PETA (motto: Providing Straight Lines for Late Night Comedians Since 1987, Despite Having No Sense of Humor Ourselves) wants Hamburg, NY to change its name to Veggieburg.
Russian train conductors were hospitalized following a contest that involved smashing their heads repeatedly against a train window to determine who had the strongest forehead.
Viceroy Jay Garner (whose last nation-building effort was the highly unsuccessful Strategic Hamlets program in South Vietnam) arrives in Baghdad, finally, takes over a palace, and said "The new government of Iraq will have one leader, one army, one government." Probably sounded better in the original German. For details on the selection process, click here.
Garner also said that the new government would be a “mosaic.” My computer dictionary defines a mosaic as a picture or pattern produced by arranging together small colored pieces of stone, tile or glass. Which is I guess pretty much all the bombing left.
Note also that while Bush said that after World War II “we did not leave behind occupying armies, we left constitutions and parliaments,” we actually occupied Japan until 1952 and Germany until 1955 (Berlin a lot longer). Oh, and we currently have 69,000 troops in Germany and 40,000 in Japan.

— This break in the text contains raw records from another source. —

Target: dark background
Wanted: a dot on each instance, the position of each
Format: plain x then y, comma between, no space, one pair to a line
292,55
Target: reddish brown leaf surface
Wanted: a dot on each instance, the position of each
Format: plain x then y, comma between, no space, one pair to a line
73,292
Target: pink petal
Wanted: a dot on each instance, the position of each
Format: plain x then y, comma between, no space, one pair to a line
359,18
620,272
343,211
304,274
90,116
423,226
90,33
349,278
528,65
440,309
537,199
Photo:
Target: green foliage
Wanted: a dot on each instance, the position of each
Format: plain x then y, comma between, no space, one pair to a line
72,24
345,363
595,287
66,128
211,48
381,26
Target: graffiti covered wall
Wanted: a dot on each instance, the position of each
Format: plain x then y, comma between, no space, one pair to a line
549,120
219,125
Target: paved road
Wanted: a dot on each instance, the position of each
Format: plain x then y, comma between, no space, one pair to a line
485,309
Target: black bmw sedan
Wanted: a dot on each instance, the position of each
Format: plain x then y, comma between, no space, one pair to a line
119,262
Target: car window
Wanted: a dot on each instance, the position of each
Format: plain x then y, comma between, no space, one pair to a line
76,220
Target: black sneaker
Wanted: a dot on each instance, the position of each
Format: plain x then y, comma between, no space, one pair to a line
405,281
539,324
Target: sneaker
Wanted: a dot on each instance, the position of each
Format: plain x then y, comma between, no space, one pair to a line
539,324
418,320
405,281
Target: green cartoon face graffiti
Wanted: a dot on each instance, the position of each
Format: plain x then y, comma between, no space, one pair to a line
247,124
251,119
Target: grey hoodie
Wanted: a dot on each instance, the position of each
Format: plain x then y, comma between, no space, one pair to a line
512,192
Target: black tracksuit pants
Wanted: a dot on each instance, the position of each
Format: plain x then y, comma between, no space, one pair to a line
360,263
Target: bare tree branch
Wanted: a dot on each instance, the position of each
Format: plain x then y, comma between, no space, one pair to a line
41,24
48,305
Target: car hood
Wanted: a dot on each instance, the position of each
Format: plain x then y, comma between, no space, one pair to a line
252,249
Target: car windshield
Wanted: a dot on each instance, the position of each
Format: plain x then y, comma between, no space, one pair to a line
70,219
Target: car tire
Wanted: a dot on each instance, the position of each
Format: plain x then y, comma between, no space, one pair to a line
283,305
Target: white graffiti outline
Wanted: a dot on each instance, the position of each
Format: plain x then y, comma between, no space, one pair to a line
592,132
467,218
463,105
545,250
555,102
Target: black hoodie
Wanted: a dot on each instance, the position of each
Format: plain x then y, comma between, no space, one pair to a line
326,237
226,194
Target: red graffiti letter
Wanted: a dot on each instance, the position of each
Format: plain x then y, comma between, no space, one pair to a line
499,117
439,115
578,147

A Times op-ed headline: “The King is Dead, Long Live the Ayatollahs.” (And a good line from that piece: “A Bechtel contract is not a constitution.”) Fascinating how much moral influence the mullahs seem to have in Iraq. Makes you wonder where they’ve been all these years. Anyway, some of the looters are returning goods because a cleric issued an edict forbidding their wives having sex with them until they did.
The ayatollahs are spreading rumors that female British troops wear very short skirts (must be an Austin Powers thing) and the male troops are distributing sex pictures to women and children.
Speaking of freedom, Pizza Hut and Burger King have already moved into Iraq (in the British bases in Basra, anyway).